The Altair Community is migrating to a new platform to provide a better experience for you. In preparation for the migration, the Altair Community is on read-only mode from October 28 - November 6, 2024. Technical support via cases will continue to work as is. For any urgent requests from Students/Faculty members, please submit the form linked here

HOW TO Validate k-means Clustering?

shredlegend88shredlegend88 Member Posts: 10 Contributor II
edited November 2018 in Help

It seems like a simple question.  I have a dataset I am performing a k-means cluster analysis for consumers bankruptcy tendency (k=2). I need to know the best way to validate my models predictive accuracy.  I have wasted about 5 hours trying and failing. 

 

My text states the easiest way is by generating a confusion/classification matrix, but for the life of me, I cannot figure out what setting/operator/selection etc. to do this in RM!!!

All I get for my results is shown below.  This is not good enough for me to know how well my model is performing against my testing/validation set.  I am using a cross validation operator containing my cluster model on the training section, and the apply model and cluster distance performance operator on the training section.  All i get is this.  Why so little information?  

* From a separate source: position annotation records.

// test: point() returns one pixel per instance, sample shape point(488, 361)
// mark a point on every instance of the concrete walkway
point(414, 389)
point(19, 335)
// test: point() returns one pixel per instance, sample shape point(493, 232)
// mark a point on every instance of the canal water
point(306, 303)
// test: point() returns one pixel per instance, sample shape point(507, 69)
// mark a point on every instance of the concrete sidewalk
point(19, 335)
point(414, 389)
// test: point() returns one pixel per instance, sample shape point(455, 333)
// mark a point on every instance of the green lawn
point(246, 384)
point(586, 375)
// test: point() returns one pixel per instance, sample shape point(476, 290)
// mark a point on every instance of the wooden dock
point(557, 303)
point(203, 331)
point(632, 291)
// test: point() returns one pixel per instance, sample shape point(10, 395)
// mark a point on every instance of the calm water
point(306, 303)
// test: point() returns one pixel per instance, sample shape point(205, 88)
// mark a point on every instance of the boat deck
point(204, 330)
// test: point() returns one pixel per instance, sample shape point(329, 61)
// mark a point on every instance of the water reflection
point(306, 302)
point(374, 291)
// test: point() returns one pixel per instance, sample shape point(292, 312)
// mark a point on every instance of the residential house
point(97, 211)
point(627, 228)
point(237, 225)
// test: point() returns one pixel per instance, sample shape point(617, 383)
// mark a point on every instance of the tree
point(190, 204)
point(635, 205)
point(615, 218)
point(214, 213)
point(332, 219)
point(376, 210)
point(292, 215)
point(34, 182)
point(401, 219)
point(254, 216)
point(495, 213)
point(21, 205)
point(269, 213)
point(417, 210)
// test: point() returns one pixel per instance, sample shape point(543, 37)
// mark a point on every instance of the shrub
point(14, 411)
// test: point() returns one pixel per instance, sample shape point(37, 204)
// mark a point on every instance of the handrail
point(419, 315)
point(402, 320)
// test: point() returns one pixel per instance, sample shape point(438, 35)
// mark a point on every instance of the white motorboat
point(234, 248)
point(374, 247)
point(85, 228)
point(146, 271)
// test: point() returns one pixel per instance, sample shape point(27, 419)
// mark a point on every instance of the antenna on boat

Avg. within centroid distance

Avg. within centroid distance: -6.053 +/- 0.279 (mikro: -6.053)

I have attached my dataset and xml of my process.

Tagged:

Answers

  • MartinLiebigMartinLiebig Administrator, Moderator, Employee-RapidMiner, RapidMiner Certified Analyst, RapidMiner Certified Expert, University Professor Posts: 3,533 RM Data Scientist

    Shredlegend88,

     

    if you want to get a confusion matrix, you need to use a performance operator for supervised classification problem. This requieres a label. If you go purely unsupervised, you cannot define a confusion matrix.

     

    ~Martin

    - Sr. Director Data Solutions, Altair RapidMiner -
    Dortmund, Germany
  • shredlegend88shredlegend88 Member Posts: 10 Contributor II

    My dataset has a label, however, when I try an use the performance operator, i get the error "Input ExampleSet does not have predicted label attribute".

     

    What does this mean and how to I fix it?  I have tried many approaches, adding dummy variables, changing my labels role/type/etc.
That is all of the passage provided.